Speaker’s Ruling Reserved

June 2, 2022

Hon. Donald Neil Plett (Leader of the Opposition)

Your Honour, I rise today on a point of order regarding Question Period. Actually, it’s probably more of a request, Your Honour, for clarification around the parameters around Question Period.

Lately, some senators have taken the habit of asking questions to chairs of committees. That is certainly within the rules and we have no problem with that, as it is a useful tool to learn more about the work of committees. But I think, Your Honour, that you need to remind us and this chamber of the rules regarding those questions.

Yesterday, as you know, Your Honour, we had two senators asking questions of committee chairs, and it’s our belief that in both cases the Rules of the Senate were not followed with those particular questions.
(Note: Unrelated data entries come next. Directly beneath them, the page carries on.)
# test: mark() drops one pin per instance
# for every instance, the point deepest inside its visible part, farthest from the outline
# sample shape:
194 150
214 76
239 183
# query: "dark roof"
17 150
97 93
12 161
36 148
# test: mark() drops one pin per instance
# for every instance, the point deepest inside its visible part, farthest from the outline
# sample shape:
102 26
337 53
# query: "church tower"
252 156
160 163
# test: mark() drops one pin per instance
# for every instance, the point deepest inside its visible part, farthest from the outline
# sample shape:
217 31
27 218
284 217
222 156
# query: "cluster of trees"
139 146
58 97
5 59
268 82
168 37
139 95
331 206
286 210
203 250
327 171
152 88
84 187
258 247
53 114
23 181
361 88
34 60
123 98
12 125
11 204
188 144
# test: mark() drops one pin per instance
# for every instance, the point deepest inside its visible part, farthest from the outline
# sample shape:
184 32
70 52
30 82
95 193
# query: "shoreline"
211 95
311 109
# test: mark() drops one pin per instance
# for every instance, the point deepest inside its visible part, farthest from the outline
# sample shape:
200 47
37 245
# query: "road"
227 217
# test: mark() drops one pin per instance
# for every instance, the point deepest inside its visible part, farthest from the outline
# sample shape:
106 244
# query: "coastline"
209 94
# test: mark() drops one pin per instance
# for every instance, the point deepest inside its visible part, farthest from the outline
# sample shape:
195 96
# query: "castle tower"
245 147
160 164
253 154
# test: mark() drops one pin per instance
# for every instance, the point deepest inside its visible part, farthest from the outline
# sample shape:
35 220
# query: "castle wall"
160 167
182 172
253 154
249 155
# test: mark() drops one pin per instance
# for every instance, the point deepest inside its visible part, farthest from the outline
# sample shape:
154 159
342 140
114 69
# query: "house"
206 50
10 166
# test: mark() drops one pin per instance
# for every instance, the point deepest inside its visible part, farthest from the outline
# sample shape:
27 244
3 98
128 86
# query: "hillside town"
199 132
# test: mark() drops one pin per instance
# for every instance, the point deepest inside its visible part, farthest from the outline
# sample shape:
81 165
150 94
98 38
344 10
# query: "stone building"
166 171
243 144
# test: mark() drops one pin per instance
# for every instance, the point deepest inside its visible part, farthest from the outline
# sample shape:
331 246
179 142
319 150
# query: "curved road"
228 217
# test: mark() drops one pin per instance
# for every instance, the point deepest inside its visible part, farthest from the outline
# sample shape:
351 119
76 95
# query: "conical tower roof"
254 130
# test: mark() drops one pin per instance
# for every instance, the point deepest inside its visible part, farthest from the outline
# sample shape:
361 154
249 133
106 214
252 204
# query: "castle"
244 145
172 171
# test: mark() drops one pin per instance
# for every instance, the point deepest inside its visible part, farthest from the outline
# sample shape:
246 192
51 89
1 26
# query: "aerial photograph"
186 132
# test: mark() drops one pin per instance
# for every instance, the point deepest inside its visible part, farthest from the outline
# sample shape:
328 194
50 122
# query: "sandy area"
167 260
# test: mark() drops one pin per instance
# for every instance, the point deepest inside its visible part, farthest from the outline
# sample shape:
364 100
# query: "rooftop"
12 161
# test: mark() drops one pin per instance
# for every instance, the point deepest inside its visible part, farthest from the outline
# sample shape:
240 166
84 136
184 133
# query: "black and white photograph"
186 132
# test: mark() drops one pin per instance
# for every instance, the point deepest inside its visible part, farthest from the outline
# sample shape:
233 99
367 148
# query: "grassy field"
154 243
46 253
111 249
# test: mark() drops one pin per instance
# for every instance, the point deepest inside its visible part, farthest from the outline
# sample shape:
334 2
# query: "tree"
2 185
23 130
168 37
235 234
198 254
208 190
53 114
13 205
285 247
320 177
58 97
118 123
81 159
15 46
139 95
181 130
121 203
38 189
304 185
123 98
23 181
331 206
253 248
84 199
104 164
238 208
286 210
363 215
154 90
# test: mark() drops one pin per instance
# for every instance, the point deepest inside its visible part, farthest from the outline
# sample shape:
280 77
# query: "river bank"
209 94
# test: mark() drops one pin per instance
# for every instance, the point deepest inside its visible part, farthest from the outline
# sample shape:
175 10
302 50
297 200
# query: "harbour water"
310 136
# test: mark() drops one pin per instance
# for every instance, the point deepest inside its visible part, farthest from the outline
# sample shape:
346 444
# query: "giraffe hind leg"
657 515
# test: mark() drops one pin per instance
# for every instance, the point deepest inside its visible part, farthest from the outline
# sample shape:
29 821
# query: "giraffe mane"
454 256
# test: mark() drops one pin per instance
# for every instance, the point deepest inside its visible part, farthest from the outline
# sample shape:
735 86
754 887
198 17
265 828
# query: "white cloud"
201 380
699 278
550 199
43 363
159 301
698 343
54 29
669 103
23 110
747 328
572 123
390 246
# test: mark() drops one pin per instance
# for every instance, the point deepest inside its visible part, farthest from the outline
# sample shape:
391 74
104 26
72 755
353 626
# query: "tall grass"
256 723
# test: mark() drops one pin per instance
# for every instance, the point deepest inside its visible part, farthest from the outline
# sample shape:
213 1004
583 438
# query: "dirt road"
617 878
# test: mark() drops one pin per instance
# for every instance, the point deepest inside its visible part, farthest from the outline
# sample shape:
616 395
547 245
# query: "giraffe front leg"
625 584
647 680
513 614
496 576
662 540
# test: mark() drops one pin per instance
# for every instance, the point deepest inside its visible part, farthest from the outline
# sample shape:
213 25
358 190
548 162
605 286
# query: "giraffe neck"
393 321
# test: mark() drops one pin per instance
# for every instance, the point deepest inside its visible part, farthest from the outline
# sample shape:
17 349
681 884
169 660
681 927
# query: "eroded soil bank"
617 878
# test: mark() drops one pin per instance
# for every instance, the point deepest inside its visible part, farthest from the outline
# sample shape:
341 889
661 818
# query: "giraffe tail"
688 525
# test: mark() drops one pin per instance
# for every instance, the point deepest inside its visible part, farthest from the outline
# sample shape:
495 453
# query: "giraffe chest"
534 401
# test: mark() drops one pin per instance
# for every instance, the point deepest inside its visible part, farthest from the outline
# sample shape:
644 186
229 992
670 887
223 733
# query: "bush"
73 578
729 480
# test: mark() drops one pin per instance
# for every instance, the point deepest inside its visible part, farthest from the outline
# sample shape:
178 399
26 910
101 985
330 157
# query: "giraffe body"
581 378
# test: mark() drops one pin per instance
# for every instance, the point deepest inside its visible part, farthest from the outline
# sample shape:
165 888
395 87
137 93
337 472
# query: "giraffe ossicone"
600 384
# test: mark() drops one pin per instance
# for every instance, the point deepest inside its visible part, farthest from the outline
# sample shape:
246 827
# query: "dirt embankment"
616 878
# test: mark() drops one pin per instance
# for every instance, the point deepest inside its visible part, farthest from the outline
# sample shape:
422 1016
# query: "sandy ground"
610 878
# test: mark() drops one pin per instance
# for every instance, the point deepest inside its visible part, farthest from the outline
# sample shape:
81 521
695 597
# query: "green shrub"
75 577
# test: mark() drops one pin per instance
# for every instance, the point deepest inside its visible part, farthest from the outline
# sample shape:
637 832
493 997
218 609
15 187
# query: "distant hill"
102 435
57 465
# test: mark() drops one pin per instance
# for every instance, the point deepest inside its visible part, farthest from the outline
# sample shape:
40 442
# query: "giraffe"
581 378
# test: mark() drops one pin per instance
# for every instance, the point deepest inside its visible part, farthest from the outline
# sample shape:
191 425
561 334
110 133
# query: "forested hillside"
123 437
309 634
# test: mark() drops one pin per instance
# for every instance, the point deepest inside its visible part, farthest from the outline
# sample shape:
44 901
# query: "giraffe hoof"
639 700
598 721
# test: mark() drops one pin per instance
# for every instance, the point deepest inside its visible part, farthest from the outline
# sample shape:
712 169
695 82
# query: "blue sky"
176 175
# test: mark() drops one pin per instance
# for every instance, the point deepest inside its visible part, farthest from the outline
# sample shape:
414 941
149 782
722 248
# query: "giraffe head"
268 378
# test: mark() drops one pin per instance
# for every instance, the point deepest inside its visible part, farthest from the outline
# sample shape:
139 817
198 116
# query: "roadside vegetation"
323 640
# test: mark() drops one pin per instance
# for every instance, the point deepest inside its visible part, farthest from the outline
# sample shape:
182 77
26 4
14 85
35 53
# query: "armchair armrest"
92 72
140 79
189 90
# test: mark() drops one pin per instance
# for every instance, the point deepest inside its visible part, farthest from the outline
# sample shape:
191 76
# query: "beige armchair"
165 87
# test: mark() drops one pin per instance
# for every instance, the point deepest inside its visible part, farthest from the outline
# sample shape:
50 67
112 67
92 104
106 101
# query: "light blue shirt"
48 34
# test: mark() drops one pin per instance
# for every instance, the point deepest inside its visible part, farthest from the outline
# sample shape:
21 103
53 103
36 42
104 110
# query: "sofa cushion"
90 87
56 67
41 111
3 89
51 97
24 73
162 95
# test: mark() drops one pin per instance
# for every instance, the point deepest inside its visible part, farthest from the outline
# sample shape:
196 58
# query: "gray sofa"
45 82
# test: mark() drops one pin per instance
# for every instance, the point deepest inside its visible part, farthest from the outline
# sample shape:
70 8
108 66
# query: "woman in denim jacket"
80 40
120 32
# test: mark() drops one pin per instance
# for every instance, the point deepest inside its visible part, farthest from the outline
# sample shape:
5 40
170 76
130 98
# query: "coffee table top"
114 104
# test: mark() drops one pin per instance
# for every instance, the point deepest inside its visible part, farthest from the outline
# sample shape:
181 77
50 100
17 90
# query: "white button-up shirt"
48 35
After Senator Black asked his question to the chair of the Subcommittee on Veterans Affairs, you did remind him and the rest of the senators that questions should not be asked of subcommittee chairs and, in fact, by the rules cannot be asked of subcommittee chairs. I do regret the fact that you allowed, however, the question to be answered after ruling that it was out of order. This incident clearly showed us, Your Honour, that clarification around the rules of these types of questions are needed.

As well, during yesterday’s sitting, Senator Bovey asked a question of Senator Boehm in his capacity as chair of the Foreign Affairs Committee. While this particular question was on the business of the committee, which, of course, is required by the rules that the question needs to be placed on the business of the committee, the supplementary question was asked of Senator Boehm, which was asking him for a personal opinion. While I have the highest regard for Senator Boehm and his opinions — and a personal opinion from him would always be valuable — Question Period is not the moment or the place for senators to share our opinions.

The next concern that I have about Question Period is centred, in our opinion on this side here, on the length and time of the questions and the answers. As you know, we have established a mechanism whereby the time granted for questions and answers are limited when ministers come to this chamber, and I think it has worked very well. I think we can all agree that this allows for better rhythm and for more senators to be able to get involved and ask their questions.

I am not, at this point, suggesting that we start using a stopwatch each time a senator stands to ask a question. However, some senators’ questions are getting borderline close to making Senators’ Statements. And with the highest regard and respect for our government leader — and, indeed, for chairs — the answers, or non-answers, are equally long. That is unfair to senators who would like to ask a question, are at the bottom of the order and can’t get to their questions.

Your Honour, I do not want this to be a debate in this chamber. I simply thank you in advance, Your Honour, for any consideration you might give to this request for clarification and simply ask, Your Honour, that you clarify for all of us the rules and parameters around Question Period and these types of questions. Thank you, Your Honour.

The Hon. the Speaker [ + ]

Thank you, Senator Plett, for raising this important issue. I will take the matter under advisement.